Мне понравилось, как он держался – ни страха, ни подобострастия, а у большинства немцев, когда они с нами сталкивались, именно эти чувства и преобладали. Ну, такова уж была, надо полагать, его жизненная установка. Нецерковный народ давно уже породил поговорку «От судьбы не уйдешь», а он, надо полагать, жил по принципу «На все воля Божья». Мне пришло в голову, что он наверняка знаком с баронессой фон Хальсдорф, оба ведь принадлежат к здешнему «высшему обществу». Но спрашивать я, разумеется, не стал.

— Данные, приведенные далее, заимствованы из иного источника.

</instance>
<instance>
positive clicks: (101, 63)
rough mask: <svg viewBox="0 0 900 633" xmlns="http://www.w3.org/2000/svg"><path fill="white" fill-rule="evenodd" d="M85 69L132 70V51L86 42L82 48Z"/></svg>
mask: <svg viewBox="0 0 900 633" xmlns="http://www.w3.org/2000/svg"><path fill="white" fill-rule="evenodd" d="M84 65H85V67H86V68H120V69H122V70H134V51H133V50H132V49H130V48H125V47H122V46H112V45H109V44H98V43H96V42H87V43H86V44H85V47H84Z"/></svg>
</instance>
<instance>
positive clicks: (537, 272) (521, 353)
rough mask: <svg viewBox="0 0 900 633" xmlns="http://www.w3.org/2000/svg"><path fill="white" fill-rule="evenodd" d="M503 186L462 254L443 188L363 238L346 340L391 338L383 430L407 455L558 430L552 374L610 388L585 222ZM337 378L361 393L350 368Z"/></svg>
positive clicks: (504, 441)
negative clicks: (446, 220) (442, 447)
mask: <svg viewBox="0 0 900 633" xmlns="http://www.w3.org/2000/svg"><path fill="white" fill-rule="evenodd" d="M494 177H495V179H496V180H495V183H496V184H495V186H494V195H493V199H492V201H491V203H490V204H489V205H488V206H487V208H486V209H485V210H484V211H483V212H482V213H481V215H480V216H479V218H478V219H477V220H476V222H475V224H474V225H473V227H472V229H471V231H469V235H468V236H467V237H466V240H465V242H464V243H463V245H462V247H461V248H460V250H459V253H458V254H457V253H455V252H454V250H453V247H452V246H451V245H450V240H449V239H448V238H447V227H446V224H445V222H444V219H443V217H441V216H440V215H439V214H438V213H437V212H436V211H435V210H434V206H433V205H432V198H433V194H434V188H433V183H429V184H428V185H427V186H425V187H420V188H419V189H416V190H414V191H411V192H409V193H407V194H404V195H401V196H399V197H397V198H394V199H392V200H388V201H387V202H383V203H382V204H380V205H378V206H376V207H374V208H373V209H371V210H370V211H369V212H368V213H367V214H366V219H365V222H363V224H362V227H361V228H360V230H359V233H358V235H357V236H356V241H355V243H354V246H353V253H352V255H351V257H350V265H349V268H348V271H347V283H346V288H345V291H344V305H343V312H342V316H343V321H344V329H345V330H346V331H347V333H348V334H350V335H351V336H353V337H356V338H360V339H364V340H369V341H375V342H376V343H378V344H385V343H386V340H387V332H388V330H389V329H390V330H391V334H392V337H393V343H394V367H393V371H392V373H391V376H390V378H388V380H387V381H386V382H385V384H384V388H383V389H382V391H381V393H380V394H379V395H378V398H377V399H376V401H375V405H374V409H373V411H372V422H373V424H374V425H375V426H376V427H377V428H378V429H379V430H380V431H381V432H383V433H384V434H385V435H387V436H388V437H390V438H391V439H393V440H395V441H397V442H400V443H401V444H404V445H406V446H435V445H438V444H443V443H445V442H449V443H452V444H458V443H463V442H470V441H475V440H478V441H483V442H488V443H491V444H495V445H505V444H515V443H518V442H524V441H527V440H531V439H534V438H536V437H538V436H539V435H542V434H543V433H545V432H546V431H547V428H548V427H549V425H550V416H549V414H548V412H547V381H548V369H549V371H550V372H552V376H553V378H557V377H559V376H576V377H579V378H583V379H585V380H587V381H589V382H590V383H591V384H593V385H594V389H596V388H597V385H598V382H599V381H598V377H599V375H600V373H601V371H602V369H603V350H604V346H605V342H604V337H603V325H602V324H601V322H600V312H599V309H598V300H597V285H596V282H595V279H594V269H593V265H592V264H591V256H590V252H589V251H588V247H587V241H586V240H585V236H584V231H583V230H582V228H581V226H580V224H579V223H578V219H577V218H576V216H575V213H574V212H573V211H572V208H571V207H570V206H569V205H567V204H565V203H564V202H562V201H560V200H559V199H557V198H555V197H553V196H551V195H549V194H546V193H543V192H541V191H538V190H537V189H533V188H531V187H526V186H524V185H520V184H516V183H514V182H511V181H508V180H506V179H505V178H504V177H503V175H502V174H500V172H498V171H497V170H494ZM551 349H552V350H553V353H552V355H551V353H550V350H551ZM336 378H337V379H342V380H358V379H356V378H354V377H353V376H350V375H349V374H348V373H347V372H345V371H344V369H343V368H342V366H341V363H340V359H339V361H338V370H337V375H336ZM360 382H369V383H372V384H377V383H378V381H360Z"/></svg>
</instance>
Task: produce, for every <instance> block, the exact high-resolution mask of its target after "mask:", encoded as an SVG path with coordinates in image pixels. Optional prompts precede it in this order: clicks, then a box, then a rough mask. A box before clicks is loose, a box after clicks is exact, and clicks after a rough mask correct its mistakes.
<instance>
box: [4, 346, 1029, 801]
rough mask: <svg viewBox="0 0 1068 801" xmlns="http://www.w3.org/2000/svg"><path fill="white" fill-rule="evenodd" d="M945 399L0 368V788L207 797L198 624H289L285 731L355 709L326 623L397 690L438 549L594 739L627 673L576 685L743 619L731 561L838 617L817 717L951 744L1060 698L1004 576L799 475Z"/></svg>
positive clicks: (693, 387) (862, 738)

Он немного удивился делу, по которому я пришел, по глазам видно, но лишних вопросов не задавал, а на мои отвечал обстоятельно и охотно. Извинился даже, что вынужден меня разочаровать: ближайший женский монастырь (сестер-урсулинок, уточнил он) располагался не так уж и далеко, километрах в девяноста, но на территории, занятой пока что немцами. И поторопился объяснить (очевидно, предполагал, что я об этом попрошу, хотя я и не собирался): сам он, к превеликому сожалению, принять у себя девушку не может: он уже принял два семейства беженцев – старуху, двух женщин и четверых детей, места нет совершенно, да и с продуктами… (он помолчал, многозначительно разведя руками.)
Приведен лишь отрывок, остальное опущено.